The Endless Dissertation
Author(s): Adapted from a scenario by Todd Riggs, MIT'92
You have been pursuing doctoral studies in Engineering at X U for six years. You chose to do a thesis with Professor Z, despite having heard Z characterized as a "slave-driver." Although you found Professor Z to be an exacting supervisor, and the thesis work was challenging, the two of you developed a fairly good working relationship.
You completed course work eighteen months ago, and have since been working solely on the thesis. During this period, you have submitted each chapter of the thesis to Professor Z; Z suggested incremental revisions in both the methods and the writeup, which you have carried out.

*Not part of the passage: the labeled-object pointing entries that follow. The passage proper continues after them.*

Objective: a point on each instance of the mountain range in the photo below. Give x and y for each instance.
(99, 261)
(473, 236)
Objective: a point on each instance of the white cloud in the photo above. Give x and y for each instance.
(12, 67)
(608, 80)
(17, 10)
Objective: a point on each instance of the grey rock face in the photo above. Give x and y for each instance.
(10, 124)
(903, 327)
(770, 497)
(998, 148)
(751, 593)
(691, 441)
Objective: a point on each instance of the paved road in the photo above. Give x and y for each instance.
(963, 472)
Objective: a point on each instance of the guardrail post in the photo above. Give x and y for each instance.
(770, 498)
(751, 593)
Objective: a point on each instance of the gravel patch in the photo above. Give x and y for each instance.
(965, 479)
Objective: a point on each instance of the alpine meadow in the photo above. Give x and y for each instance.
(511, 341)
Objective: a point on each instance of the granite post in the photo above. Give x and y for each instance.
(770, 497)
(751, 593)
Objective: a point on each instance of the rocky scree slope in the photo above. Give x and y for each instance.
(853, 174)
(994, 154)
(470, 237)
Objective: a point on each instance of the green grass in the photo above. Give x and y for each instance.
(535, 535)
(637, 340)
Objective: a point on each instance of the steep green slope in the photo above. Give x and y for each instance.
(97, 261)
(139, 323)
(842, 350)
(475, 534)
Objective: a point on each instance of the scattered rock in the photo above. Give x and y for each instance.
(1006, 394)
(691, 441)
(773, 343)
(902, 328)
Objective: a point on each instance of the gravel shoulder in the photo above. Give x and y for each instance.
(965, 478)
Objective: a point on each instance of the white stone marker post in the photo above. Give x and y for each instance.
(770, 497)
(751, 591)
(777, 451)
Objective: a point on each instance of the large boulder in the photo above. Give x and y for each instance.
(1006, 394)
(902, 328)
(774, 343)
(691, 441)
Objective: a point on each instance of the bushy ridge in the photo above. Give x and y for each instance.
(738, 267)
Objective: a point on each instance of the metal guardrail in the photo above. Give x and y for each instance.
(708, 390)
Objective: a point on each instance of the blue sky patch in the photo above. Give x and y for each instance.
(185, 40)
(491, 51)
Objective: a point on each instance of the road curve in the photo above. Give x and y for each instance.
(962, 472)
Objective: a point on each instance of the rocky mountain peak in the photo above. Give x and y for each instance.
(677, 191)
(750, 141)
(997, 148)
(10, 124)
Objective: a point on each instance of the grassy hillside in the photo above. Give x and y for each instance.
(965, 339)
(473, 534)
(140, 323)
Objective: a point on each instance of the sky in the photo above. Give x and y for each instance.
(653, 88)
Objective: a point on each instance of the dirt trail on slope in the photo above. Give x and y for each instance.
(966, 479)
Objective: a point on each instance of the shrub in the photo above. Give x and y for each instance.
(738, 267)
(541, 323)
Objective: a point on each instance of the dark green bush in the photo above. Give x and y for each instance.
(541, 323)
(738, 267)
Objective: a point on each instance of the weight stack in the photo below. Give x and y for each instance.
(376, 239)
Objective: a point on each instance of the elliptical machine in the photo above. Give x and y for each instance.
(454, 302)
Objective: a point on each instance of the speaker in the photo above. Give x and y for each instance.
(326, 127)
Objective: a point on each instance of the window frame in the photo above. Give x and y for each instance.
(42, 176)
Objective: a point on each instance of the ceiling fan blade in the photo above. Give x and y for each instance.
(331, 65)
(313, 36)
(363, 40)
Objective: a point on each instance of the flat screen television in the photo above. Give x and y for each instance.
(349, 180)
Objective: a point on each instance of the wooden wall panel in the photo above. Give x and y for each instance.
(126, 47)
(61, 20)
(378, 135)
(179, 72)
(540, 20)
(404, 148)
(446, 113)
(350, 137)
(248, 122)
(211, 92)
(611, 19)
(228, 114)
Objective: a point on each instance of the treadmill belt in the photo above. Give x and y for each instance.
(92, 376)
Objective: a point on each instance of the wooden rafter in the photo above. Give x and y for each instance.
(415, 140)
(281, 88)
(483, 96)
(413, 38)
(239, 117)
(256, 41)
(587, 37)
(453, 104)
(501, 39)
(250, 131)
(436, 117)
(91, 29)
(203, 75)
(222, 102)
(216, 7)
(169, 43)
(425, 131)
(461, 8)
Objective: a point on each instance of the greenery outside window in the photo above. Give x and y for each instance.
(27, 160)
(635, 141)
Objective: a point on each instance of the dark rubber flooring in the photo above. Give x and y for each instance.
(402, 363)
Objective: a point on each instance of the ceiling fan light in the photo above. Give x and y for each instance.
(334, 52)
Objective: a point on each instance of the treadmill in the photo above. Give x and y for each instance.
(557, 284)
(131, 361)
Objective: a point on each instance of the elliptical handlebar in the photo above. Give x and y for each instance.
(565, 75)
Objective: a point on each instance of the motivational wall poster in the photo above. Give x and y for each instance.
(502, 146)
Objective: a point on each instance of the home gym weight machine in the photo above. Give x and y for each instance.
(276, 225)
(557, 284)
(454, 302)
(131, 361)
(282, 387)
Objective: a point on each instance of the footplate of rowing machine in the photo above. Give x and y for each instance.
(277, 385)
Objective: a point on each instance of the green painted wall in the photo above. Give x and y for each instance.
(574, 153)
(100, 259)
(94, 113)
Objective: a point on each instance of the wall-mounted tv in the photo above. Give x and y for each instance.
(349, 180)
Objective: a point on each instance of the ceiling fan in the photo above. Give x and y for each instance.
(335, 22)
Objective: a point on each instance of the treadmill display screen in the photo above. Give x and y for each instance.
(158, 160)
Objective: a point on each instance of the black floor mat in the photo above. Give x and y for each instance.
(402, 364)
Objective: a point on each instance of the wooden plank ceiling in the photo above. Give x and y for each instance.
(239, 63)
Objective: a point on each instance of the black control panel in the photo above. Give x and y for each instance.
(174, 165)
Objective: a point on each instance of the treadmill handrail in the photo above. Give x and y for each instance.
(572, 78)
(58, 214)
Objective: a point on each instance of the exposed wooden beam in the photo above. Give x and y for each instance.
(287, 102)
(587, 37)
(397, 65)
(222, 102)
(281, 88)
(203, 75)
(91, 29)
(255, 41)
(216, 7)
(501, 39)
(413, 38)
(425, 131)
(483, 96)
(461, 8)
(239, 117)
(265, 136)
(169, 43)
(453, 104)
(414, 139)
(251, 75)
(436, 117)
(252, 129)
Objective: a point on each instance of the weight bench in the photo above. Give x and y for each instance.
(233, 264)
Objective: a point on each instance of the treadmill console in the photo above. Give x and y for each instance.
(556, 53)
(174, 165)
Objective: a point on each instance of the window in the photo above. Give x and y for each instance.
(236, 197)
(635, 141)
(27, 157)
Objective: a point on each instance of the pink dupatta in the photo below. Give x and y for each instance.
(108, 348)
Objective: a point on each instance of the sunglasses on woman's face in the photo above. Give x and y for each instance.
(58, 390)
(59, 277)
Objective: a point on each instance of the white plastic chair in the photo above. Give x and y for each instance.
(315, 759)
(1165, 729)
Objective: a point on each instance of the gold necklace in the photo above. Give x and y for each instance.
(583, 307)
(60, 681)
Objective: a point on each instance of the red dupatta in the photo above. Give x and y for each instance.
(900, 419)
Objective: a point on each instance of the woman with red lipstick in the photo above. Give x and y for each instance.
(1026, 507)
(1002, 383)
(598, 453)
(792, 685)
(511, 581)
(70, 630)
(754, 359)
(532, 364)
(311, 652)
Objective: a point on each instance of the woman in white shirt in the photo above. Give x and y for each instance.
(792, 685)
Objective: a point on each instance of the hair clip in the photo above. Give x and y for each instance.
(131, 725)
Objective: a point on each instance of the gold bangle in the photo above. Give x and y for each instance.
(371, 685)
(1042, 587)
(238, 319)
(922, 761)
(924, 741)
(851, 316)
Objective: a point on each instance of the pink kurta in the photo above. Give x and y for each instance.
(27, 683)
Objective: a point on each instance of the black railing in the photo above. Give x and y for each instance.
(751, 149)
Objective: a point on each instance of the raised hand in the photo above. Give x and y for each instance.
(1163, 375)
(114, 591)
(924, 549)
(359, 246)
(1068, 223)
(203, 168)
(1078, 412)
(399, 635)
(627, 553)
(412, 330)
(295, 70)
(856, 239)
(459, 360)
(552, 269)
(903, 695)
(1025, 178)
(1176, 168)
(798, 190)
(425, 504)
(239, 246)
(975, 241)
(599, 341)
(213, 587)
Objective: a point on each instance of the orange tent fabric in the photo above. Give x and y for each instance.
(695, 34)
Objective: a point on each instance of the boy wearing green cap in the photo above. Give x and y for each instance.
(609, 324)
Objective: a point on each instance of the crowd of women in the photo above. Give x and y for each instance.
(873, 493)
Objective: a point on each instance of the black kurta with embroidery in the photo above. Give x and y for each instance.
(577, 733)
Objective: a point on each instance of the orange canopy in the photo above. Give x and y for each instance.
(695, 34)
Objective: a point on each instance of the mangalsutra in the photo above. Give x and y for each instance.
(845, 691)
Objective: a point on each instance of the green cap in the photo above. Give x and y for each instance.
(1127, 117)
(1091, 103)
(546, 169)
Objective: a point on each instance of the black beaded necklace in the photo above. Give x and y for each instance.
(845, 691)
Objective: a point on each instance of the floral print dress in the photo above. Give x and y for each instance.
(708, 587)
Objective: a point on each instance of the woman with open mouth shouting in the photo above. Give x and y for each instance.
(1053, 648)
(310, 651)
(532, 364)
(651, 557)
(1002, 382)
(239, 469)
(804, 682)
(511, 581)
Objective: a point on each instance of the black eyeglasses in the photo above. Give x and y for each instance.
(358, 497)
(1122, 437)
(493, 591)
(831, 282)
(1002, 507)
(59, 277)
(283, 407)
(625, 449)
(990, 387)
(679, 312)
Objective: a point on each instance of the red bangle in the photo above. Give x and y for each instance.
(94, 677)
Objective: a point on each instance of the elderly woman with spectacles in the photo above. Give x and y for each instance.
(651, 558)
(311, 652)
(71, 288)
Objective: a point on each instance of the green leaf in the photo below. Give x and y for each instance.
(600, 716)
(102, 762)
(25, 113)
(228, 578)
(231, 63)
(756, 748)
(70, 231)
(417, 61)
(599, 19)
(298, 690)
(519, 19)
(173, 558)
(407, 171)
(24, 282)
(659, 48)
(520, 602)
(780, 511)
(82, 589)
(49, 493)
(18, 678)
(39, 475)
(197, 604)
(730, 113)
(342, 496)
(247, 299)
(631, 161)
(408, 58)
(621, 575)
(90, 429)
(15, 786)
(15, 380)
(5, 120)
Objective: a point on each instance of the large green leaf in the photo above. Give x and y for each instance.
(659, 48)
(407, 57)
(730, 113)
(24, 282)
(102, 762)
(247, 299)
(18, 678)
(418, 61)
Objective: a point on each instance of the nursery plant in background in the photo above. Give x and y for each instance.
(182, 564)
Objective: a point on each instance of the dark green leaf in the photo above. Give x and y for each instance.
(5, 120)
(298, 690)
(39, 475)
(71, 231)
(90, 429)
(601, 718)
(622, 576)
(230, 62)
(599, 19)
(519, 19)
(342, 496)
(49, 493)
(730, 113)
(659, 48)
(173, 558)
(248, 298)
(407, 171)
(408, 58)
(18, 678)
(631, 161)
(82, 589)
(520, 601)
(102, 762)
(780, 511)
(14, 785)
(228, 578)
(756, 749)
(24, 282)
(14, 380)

You now believe the original goals that the two of you agreed upon have been completed and you submit the final draft to Z.
Professor Z responds that it is unsatisfactory and asserts that you must not only revise the thesis document, but do additional work on the experimental apparatus and collect substantially more data. You feel that the additions that Professor Z has demanded go unreasonably beyond the original scope of the project and will require another eighteen months to complete.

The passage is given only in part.